MDClone re-identification requests

Part 1: retrieve the original dataset from MDClone

  • Log in to MDClone and navigate to Admin Dashboard.
  • Search for the project either via query name or query ID.
    • Note: make sure to double check the SOW and/or comments in the BE or US to verify that you’re accessing the correct query
  • Click the hyperlink to open the project.
  • If the project requires real patient identifiers (MRN, date of birth, name, etc.), then navigate to section 4 (Demographics) and ensure that Patient ID is present and selected.
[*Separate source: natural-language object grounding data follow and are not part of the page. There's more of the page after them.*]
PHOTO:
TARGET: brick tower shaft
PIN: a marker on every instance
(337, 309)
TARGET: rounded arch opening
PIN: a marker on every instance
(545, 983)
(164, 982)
I also recommend having Source EHR or database selected, because this can often help with troubleshooting later on. Then click next.
  • From step 5 (Finalize Cohort & Output), ensure that the toggle on upper right hand corner for “Synthetic mode” is set to “Off”, and then click “Generate Original.”
  • Download the generated file.

Part 2: linkage to real patient identifiers

  • Open the downloaded csv file.
    • Note that the date of birth present in the “original” file is actually date-shifted, so you will need to pull date of birth out of OMOP to retrieve the true date of birth.
  • Create a column at the beginning with the row number (it helps with merging the patient identifiers back in).
  • (optional) Use Notepad++ to properly format the values for the INSERT statement in the SQL template: Notepad++ formatting
  • Create SQL -- see steps in the accompanying .sql template file for MDClone re-identification.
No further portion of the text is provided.